Coming out of Villanova University in 1996 as a five-time NCAA Champion, Jen Rhines had a dream. She wanted to make an Olympic team.
Her dream came true in 2000, when she became an Olympian at 10,000 meters. It came true again in 2004, when she earned a spot on the U.S. Olympic team in the marathon, and then again in 2008, when she was a member of Team USA in Beijing at 5000 meters.
As a bonus, Rhines has also made six IAAF World Championships teams on the track, was a member of the U.S. women’s squad that won a bronze medal at the 2000 World Cross Country Championships, was the 2011 USA Half Marathon Champion, and is a three-time USA 15K Champion.
“She’s a constant in U.S. distance running but doesn’t get the accolades she should get,” said Carrie Tollefson, a Villanova teammate and 2004 Olympian. “Her career is amazing, with her range. She’s someone we should all talk about forever.”
Twenty-three years after winning her first New York State high school title, at 1500 meters, Jen Rhines is about to begin a new chapter: On July 4, she will make her debut as a masters athlete when she competes for the first time at the AJC Peachtree Road Race. She will celebrate her 40th birthday on July 1.
Not that Rhines views it as turning a page.

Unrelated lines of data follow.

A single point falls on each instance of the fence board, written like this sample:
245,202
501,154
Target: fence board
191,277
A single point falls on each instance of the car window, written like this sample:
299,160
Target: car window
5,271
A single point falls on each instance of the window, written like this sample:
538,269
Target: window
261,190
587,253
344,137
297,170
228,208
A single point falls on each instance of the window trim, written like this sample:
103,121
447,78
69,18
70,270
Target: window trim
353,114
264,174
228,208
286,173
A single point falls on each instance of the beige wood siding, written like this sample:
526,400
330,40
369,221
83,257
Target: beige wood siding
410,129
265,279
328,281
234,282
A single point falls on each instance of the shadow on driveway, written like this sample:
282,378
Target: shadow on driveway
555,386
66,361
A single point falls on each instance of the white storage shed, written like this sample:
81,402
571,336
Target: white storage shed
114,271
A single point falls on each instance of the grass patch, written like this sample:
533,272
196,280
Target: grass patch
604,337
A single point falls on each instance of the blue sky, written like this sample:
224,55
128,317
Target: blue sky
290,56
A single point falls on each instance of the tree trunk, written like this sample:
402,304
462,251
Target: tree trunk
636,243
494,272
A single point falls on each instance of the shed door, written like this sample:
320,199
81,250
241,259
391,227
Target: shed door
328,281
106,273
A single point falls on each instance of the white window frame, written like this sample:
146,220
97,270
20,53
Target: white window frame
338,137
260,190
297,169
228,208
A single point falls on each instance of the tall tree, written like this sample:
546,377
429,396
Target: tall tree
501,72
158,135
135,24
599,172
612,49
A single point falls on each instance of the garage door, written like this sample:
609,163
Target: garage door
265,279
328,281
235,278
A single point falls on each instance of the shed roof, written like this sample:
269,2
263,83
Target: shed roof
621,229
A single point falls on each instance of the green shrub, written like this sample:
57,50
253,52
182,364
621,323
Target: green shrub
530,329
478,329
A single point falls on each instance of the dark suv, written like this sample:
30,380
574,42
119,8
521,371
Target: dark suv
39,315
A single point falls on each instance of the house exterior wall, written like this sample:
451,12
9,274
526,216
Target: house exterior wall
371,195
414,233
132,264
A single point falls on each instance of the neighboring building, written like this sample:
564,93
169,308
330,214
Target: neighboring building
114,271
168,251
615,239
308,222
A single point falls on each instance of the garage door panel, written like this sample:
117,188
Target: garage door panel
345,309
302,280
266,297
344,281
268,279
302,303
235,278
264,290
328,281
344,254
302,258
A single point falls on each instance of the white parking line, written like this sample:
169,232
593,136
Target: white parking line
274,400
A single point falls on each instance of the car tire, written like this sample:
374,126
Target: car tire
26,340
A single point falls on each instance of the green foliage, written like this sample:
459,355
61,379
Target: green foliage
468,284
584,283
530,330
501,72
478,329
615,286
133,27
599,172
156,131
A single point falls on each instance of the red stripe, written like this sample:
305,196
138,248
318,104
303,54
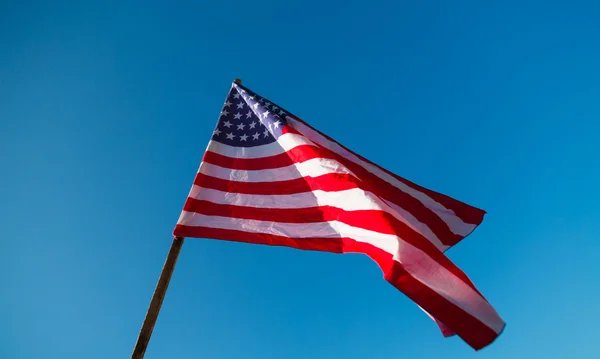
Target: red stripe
326,182
373,220
465,212
369,182
471,330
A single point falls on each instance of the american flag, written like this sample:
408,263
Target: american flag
267,177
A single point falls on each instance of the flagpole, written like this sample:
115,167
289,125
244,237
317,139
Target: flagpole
157,299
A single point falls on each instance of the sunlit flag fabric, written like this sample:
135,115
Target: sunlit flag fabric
267,177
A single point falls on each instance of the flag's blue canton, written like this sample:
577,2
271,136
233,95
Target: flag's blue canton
248,120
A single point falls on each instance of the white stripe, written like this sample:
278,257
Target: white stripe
284,143
456,225
353,199
413,260
312,168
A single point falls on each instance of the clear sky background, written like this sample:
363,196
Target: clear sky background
106,108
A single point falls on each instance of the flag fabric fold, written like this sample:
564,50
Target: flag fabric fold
267,177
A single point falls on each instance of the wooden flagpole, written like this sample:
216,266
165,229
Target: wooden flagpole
157,299
159,294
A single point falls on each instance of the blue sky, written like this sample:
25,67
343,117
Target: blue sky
106,108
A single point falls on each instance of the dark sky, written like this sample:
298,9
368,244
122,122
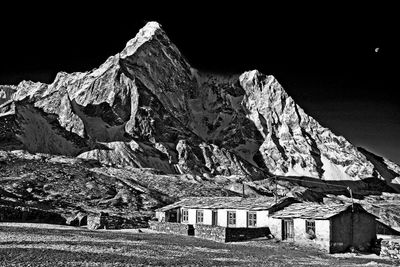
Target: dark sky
323,55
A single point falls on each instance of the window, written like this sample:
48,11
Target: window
199,216
185,215
214,218
310,227
231,218
252,219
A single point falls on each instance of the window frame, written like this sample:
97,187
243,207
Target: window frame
198,212
185,217
229,212
252,222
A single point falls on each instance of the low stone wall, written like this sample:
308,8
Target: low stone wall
390,248
215,233
27,214
240,234
168,227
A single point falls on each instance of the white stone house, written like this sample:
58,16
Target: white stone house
228,212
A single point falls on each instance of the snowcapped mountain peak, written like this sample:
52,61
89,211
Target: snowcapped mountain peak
145,34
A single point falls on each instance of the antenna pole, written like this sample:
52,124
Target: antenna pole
276,190
352,201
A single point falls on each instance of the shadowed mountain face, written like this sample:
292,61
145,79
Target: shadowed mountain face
147,107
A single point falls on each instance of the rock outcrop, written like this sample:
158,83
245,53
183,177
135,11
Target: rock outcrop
147,107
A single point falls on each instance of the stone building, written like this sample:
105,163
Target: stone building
219,218
331,227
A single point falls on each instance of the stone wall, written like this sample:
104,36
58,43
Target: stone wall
28,214
240,234
390,248
168,227
215,233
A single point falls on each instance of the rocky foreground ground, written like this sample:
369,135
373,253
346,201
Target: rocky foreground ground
49,245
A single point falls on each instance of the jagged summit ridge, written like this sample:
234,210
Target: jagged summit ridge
144,35
147,107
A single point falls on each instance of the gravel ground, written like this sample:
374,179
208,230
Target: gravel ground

“It doesn’t really feel much different to me,” said Rhines earlier this week, enjoying an Americano at a sidewalk café on a sunny afternoon in Boston, where she recently moved when her coach and husband, Terrence Mahon, became coach of the Boston Athletic Association’s High Performance Team, of which Rhines is now a member. “The past couple of years, the body’s started slowing down a little. To me, last year was more of a transition. So turning 40 doesn’t really change anything.”

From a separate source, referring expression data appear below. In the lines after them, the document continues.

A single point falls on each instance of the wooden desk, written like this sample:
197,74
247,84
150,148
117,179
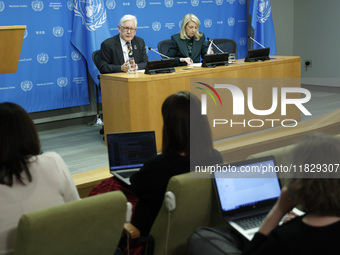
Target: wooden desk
133,102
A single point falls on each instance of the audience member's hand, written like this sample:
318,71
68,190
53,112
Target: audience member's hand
187,60
291,215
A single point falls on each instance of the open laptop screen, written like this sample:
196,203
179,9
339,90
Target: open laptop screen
130,150
246,185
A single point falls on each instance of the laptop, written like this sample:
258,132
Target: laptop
246,192
129,151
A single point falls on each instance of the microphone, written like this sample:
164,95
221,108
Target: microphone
256,41
158,53
212,43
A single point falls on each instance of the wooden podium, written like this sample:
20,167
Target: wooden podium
133,102
11,38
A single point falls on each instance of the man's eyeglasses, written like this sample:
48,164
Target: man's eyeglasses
129,29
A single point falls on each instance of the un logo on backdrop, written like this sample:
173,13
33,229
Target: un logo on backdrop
70,5
37,5
92,12
243,41
169,3
75,55
42,58
26,85
58,31
110,4
219,2
231,21
62,82
207,23
140,4
195,2
2,6
263,11
156,26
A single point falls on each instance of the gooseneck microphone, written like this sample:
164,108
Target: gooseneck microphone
212,43
256,41
158,53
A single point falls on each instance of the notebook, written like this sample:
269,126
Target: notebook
129,151
246,192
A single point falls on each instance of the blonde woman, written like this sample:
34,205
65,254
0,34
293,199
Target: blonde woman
188,46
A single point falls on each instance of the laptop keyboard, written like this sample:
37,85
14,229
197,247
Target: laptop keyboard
251,222
127,174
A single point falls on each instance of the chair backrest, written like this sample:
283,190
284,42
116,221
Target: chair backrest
195,199
163,46
92,225
226,45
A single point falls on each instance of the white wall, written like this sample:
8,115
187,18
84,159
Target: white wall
283,19
310,29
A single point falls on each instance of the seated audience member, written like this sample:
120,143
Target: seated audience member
189,45
179,149
29,180
318,193
116,51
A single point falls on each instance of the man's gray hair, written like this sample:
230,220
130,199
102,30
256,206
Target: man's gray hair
128,17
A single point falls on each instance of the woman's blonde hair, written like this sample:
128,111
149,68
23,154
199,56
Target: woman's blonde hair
187,18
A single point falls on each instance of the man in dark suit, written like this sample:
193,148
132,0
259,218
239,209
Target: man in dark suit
116,51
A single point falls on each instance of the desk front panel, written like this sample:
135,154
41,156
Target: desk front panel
133,102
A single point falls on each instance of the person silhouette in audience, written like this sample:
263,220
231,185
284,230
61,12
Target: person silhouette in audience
182,147
318,194
29,180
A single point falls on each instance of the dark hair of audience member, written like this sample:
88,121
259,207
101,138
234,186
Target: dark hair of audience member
180,112
317,195
19,142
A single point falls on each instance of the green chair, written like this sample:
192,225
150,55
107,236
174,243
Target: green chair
196,205
90,226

The 2014 season has so far been going well for Rhines, who finished third, in 1:14:39, in the half marathon during Publix Super Markets Gasparilla Distance Classic race weekend in February, and eighth (33:45) in the B.A.A. 10K last Sunday.
The three-time Olympian said that she’s been having fun running road races this year. “Things flow the way they’re meant to,” she said. “I enjoy competing, and trying to get the most out of what I can on the day. So once the expectations of being top three are gone and you’re just trying to maximize performance, I actually find that fun. I’m looking forward to going down to Peachtree and seeing where I match up.”

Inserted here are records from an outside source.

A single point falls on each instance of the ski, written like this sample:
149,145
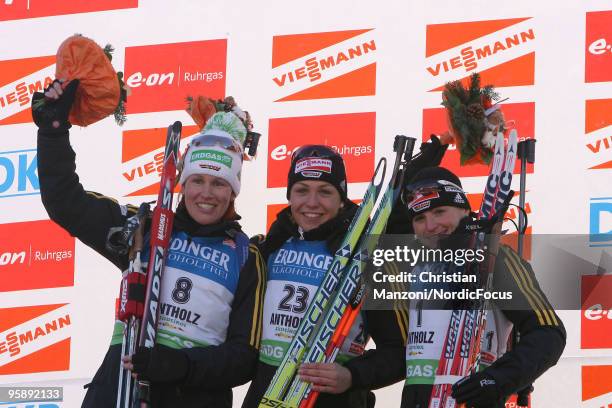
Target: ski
143,327
347,302
461,348
293,356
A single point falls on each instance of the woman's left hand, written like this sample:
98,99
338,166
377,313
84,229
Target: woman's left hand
331,378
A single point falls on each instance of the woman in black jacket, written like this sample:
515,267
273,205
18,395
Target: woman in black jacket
207,336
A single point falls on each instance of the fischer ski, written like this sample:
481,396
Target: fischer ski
346,305
285,373
349,291
142,318
461,352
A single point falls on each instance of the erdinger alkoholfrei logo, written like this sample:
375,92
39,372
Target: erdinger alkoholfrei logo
598,130
324,65
162,76
30,260
435,122
502,51
19,79
600,222
35,339
19,173
598,52
352,135
21,9
596,320
142,159
596,386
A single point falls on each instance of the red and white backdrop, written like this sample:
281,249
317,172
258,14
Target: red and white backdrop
348,74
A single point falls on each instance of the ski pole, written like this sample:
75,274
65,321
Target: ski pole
526,154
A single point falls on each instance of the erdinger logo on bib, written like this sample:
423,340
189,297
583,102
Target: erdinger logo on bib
313,167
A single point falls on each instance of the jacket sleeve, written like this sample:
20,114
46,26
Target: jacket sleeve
542,334
386,364
233,362
85,215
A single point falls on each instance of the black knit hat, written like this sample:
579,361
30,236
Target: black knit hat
434,187
318,163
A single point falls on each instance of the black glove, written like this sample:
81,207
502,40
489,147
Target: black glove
160,364
479,390
50,114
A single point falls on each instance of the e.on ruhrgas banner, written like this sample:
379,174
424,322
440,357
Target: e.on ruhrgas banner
324,65
35,339
142,159
596,320
19,79
30,260
598,130
162,76
520,116
598,54
502,51
596,386
352,135
21,9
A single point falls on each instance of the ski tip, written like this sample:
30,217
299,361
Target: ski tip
177,126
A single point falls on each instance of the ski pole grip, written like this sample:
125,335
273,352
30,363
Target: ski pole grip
251,142
526,150
522,399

With Peachtree hosting both the men’s and women’s USA 10 km Championships this year, Rhines will face a field that includes veterans Desiree Linden, Sara Hall, Serena Burla, and Julie Culley, but also rising stars such as the 26-year-old Amy Van Alstine, the surprise winner of the U.S. Cross Country Championships this winter.
“Right now I’m still focusing on where I can be in the whole field,” Rhines said. “I feel like I’ll get the most out of myself that way, just trying to keep up with as many of the young kids as I can.”
The masters record at Peachtree is 32:31, set by Colleen de Reuck—who, at the age of 50, is also expected to be in the Atlanta field—in 2004. But chasing records has never been what Rhines is about. Tollefson calls her “a steady Eddie, very smart about her training and very smart about her racing.”
While her career has indeed been steady, it has been neither linear nor traditional. After Rhines made her first Olympic team at 10,000 meters and her next at the marathon, it was widely assumed that 26.2 miles would be the focus for the rest of her career. But she was challenged by both fueling and body-composition issues. Quad-dominant, she suffered after every race, hilly or flat.
“I really started breaking down over that distance,” she said, “I’m always impressed when someone runs a marathon and they don’t seem to be sore.”
Instead, she turned back to the track, at 5000 meters rather than 10,000. Ask what has surprised her most in her career and she’ll tell you that—because she had always thought the marathon would be her best event—it’s her success at 3000 and 5000 meters. Her strongest personal best, she points out, is at 3000 (8:35.03 in 2007).
“My ability to concentrate for the eight-to-15-minute range is just where I’m mentally strongest,” she said. “At the end of the day, I think your mentality kind of drives the bus.”
There have been a few times during her career, said Rhines, when she wondered if she should have been less steady. If she’d taken more risks, would she have won more races on the track? Run some faster times?
But looking back now, she said, she has no doubts about those instantaneous choices she made in the heat of a race. Making a team was always the goal that held sway.
“It’s my personality,” she said. “You can’t have it both ways. I’m totally comfortable with everything I did.”